Charles Krauthammer: More, Cromwell’s stories get new twist in ‘Wolf Hall’
“Wolf Hall,” the Man Booker Prize-winning historical novel about the court of Henry VIII – and most dramatically, the conflict between Thomas Cromwell and Sir Thomas More – is now a TV series (presented on PBS). It is maddeningly good.
Maddening because its history is tendentiously distorted, yet the drama is so brilliantly conceived and executed that you almost don’t care. Faced with an imaginative creation of such brooding, gripping, mordant intensity, you find yourself ready to pay for it in historical inaccuracy.
And “Wolf Hall’s” revisionism is breathtaking. It inverts the conventional view of the saintly More being undone by the corrupt, amoral, serpentine Cromwell, the king’s chief minister. This is fiction as polemic. Author Hilary Mantel, an ex- and anti-Catholic (“the Catholic Church is not an institution for respectable people”), has set out to rehabilitate Cromwell and defenestrate More, most especially the More of Robert Bolt’s beautiful and hagiographic “A Man for All Seasons.”
Who’s right? Neither, fully, though “Wolf Hall’s” depiction of More as little more than a cruel heretic-burning hypocrite is particularly provocative, if not perverse. To be sure, More-worship is somewhat overdrawn, as even the late Cardinal Francis George warned at a 2012 convocation of bishops. More had his flaws. He may have been a man for all seasons but he was also a man of his times. And in those times of merciless contention between Rome and the Reformation, the pursuit and savage persecution of heresy were the norm.
Indeed, when Cromwell achieved power, he persecuted Catholics with a zeal and thoroughness that surpassed even More’s persecution of Protestants. “Wolf Hall’s” depiction of Cromwell as a man of great sensitivity and deep feeling is, therefore, even harder to credit. He was cruel and cunning, quite monstrous both in pursuit of personal power and wealth, and in serving the whims and wishes of his royal master.
Nonetheless, Cromwell’s modern reputation will be enhanced by Mark Rylance’s brilliant and sympathetic cinematic portrayal, featuring a stillness and economy of expression that is at once mesmerizing and humanizing. The nature of the modern audience helps too. In this secular age beset by throat-slashing religious fanatics, we are far more disposed to despise excessive piety and celebrate the pragmatic, if ruthless, modernizer.
Which Cromwell was, as the chief engineer of Henry’s Reformation. He crushed the Roman church, looted the monasteries and nationalized faith by subordinating clergy to king. That may flatter today’s reflexive anticlericalism. But we do well to remember that the centralized state Cromwell helped midwife did prepare the ground, over the coming centuries, for the rise of the rational, willful, thought-controlling, indeed all-controlling, state.

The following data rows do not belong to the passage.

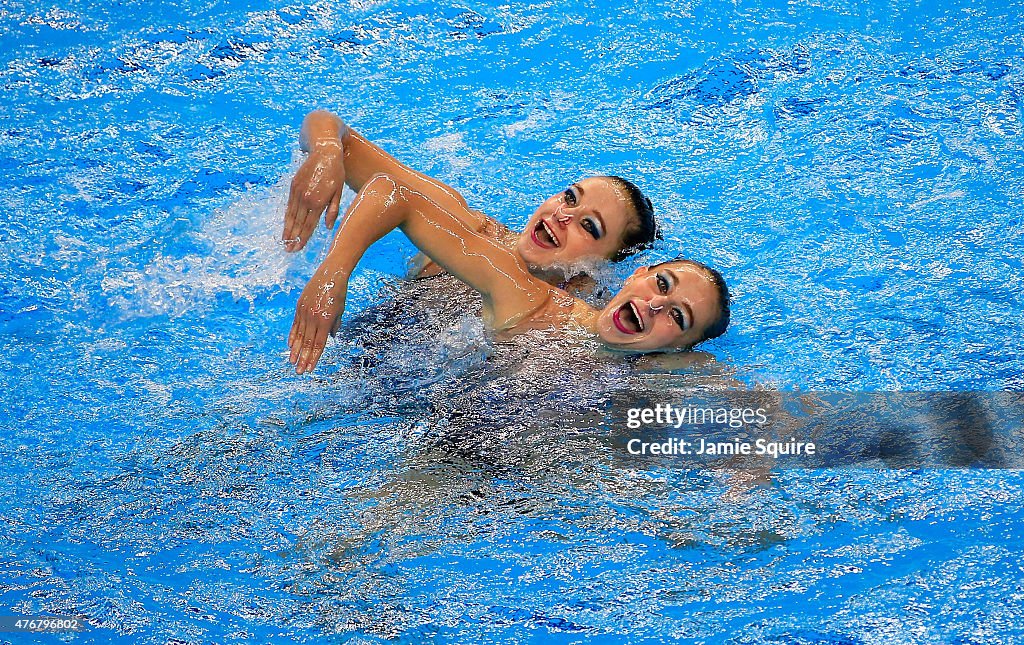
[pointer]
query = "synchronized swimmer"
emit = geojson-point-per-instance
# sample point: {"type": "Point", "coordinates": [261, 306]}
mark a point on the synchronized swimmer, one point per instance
{"type": "Point", "coordinates": [671, 305]}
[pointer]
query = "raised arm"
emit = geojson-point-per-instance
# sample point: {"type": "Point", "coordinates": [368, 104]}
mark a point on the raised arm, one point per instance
{"type": "Point", "coordinates": [383, 204]}
{"type": "Point", "coordinates": [339, 156]}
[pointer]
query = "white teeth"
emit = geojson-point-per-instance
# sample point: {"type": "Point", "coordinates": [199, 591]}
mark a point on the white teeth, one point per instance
{"type": "Point", "coordinates": [550, 232]}
{"type": "Point", "coordinates": [636, 312]}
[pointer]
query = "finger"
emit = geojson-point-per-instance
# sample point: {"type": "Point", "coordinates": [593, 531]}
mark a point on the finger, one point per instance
{"type": "Point", "coordinates": [296, 344]}
{"type": "Point", "coordinates": [307, 350]}
{"type": "Point", "coordinates": [292, 334]}
{"type": "Point", "coordinates": [316, 350]}
{"type": "Point", "coordinates": [309, 222]}
{"type": "Point", "coordinates": [332, 210]}
{"type": "Point", "coordinates": [290, 213]}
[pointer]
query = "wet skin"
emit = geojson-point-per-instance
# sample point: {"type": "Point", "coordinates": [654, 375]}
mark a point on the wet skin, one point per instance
{"type": "Point", "coordinates": [670, 305]}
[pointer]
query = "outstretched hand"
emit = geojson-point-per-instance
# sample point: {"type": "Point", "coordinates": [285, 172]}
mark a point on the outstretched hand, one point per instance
{"type": "Point", "coordinates": [316, 316]}
{"type": "Point", "coordinates": [317, 185]}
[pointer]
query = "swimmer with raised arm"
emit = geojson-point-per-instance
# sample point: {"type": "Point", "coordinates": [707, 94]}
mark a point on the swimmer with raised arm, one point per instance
{"type": "Point", "coordinates": [668, 306]}
{"type": "Point", "coordinates": [595, 218]}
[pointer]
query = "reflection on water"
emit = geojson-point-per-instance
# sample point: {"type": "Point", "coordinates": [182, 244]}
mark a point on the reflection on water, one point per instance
{"type": "Point", "coordinates": [855, 171]}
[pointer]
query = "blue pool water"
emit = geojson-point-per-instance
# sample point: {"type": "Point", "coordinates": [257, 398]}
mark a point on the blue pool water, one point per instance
{"type": "Point", "coordinates": [857, 174]}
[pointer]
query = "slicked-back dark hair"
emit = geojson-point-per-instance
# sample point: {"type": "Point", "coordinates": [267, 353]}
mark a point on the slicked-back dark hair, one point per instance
{"type": "Point", "coordinates": [724, 299]}
{"type": "Point", "coordinates": [642, 232]}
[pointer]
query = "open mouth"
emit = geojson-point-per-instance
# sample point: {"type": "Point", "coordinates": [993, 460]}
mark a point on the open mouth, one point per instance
{"type": "Point", "coordinates": [627, 319]}
{"type": "Point", "coordinates": [545, 237]}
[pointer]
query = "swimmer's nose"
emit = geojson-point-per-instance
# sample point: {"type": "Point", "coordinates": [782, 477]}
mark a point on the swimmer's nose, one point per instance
{"type": "Point", "coordinates": [656, 304]}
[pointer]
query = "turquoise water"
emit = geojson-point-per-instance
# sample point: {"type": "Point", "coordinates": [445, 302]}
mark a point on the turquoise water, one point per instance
{"type": "Point", "coordinates": [855, 173]}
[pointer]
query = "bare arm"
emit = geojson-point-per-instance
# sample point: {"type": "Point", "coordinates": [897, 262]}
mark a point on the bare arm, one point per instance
{"type": "Point", "coordinates": [340, 156]}
{"type": "Point", "coordinates": [385, 203]}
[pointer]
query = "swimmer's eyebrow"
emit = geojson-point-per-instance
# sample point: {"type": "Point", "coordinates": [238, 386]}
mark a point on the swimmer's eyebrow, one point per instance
{"type": "Point", "coordinates": [684, 305]}
{"type": "Point", "coordinates": [596, 212]}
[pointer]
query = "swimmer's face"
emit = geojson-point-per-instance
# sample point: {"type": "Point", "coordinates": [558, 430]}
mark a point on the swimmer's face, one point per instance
{"type": "Point", "coordinates": [669, 306]}
{"type": "Point", "coordinates": [587, 220]}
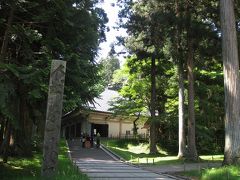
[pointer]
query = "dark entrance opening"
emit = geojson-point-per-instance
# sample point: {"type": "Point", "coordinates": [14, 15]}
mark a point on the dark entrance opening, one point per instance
{"type": "Point", "coordinates": [102, 129]}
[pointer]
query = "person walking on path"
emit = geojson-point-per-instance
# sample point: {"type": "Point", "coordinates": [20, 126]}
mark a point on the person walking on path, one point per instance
{"type": "Point", "coordinates": [98, 140]}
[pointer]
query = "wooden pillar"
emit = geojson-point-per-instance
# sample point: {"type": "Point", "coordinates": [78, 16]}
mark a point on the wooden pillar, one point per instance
{"type": "Point", "coordinates": [53, 118]}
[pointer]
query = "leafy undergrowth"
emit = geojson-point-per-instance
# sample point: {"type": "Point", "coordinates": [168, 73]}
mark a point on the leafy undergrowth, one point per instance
{"type": "Point", "coordinates": [30, 168]}
{"type": "Point", "coordinates": [138, 152]}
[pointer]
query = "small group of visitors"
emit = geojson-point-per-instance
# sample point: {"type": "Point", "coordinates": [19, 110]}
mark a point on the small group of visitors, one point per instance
{"type": "Point", "coordinates": [88, 142]}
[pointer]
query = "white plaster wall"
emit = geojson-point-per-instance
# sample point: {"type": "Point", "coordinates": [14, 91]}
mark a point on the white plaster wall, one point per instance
{"type": "Point", "coordinates": [113, 129]}
{"type": "Point", "coordinates": [127, 127]}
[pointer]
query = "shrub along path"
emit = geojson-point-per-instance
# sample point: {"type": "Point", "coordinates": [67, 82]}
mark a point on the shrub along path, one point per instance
{"type": "Point", "coordinates": [97, 164]}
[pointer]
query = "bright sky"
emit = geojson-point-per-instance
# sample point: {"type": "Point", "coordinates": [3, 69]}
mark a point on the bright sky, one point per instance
{"type": "Point", "coordinates": [112, 13]}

It is perhaps unfair to call Cromwell (and Henry) proto-totalitarian, as some critics have suggested, essentially blaming them for what came after. But they did sow the seed. And while suppressing one kind of intolerance, they did little more than redefine heresy as an offense against the sovereignty not of God but of the state.
However, “Wolf Hall” poses questions not just political but literary. When such a distortion of history produces such a wonderfully successful piece of fiction, we are forced to ask: What license are we to grant to the historical novel?
For all the learned answers, in reality it comes down to temporal proximity. If the event is in the recent past, you’d better be accurate. Oliver Stone’s paranoid and libelous “JFK” will be harmless in 50 years, but it will take that long for the stench to dissipate. On the other hand, does anyone care that Shakespeare diverges from the record (such as it is) in his Caesar or Macbeth or his Henrys?
Time turns them to legend. We don’t feel it much matters anymore. There is the historical Caesar and there is Shakespeare’s Caesar. They live side by side.
The film reviewer Stanley Kauffmann said much the same about David Lean’s “Lawrence of Arabia” vs. the real T.E. Lawrence. They diverge. Accept them each on their own terms, as separate and independent realities. (After all, Lawrence’s own account, “Seven Pillars of Wisdom,” offers magnificent prose but quite unreliable history as well.)
So with the different versions of More and Cromwell. Let them live side by side. “Wolf Hall” is utterly compelling, but I nonetheless refuse to renounce “A Man For All Seasons.” I’ll live with both Mores, both Cromwells. After all, for centuries we’ve accepted that light is both wave and particle. If physics can live with maddening truths, why can’t literature and history?